Although I lived alone, I could feel the presence of others: every word of the neighbors’ arguments reached me through the porous walls, and in the evening when they made up and fucked, I could tell who came first by their muffled or piercing screams.
■ ■ ■
Through the poorly ventilated underpass, gleaming with neon signs and small shop windows, working people and students hurried downtown, gushing, unstoppable, like viruses. At the station, by the entrance to the underpass, the rattling buses that had brought them here from the suburbs gathered their strength for another ride. Homeless people with red noses dragged around with their plastic bottles and hauled their heavy stench behind them. Loudspeakers whined advertisements for contests, perfumes, and meat product sales in the supermarket on the underground level.
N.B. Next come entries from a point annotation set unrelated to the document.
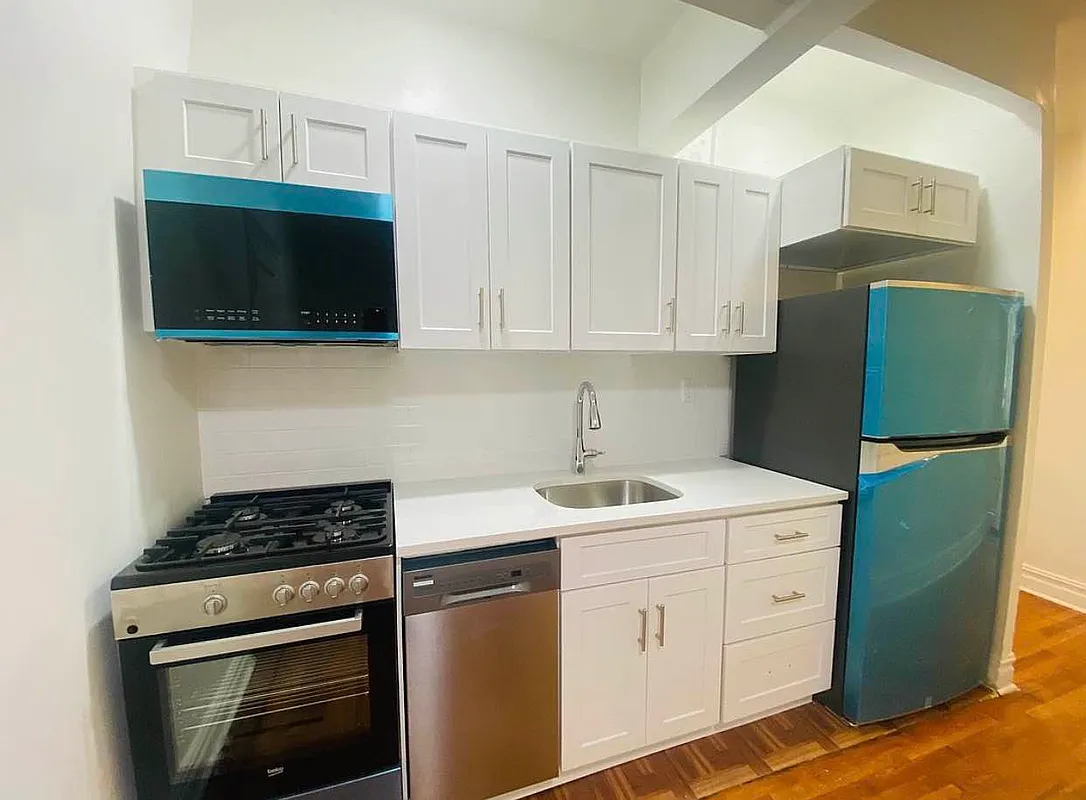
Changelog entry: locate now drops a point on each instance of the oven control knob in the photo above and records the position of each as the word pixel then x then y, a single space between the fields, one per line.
pixel 358 583
pixel 308 591
pixel 214 605
pixel 335 586
pixel 282 594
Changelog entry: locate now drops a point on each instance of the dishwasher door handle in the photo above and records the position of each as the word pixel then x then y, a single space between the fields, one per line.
pixel 489 594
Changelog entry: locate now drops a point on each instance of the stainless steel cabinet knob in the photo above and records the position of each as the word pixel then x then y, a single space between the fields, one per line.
pixel 358 583
pixel 282 594
pixel 308 591
pixel 214 605
pixel 335 586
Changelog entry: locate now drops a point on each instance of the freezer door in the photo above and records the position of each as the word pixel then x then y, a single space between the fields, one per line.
pixel 925 573
pixel 938 360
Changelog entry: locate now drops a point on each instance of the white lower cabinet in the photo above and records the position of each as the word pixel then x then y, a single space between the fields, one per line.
pixel 771 671
pixel 640 663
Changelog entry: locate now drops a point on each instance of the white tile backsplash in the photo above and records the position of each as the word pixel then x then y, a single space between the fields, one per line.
pixel 292 416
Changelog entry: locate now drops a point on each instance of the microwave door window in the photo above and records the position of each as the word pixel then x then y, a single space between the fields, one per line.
pixel 194 253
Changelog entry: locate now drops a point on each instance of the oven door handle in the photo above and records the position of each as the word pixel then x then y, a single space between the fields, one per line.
pixel 163 654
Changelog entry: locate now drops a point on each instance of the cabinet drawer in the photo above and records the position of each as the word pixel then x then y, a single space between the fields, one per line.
pixel 780 594
pixel 604 558
pixel 783 533
pixel 771 671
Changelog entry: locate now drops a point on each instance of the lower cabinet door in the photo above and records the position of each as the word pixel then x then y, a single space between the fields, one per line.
pixel 604 668
pixel 686 622
pixel 771 671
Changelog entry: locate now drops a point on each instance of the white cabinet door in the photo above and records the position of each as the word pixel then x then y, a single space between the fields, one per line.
pixel 949 204
pixel 603 672
pixel 623 250
pixel 686 614
pixel 336 144
pixel 756 251
pixel 441 233
pixel 881 192
pixel 529 241
pixel 705 258
pixel 192 125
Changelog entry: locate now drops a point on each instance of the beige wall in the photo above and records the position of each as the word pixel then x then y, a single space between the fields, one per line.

That winter, life spun around in circles of drunkenness, hangover, and sleep. Despite the no-crossing sign, I crossed the railroad next to the switchman’s box. I tugged up the legs of my pants so as not to get them dirty with black grease that covered the rails—and jumped across looking left and right. I stayed at the Railroader’s until closing. When I stumbled home drunk, I paid less attention to the grime on the rails: after a few weeks in the new neighborhood, the legs of all of my pants were soiled with that black goo, which wouldn’t come off in washing.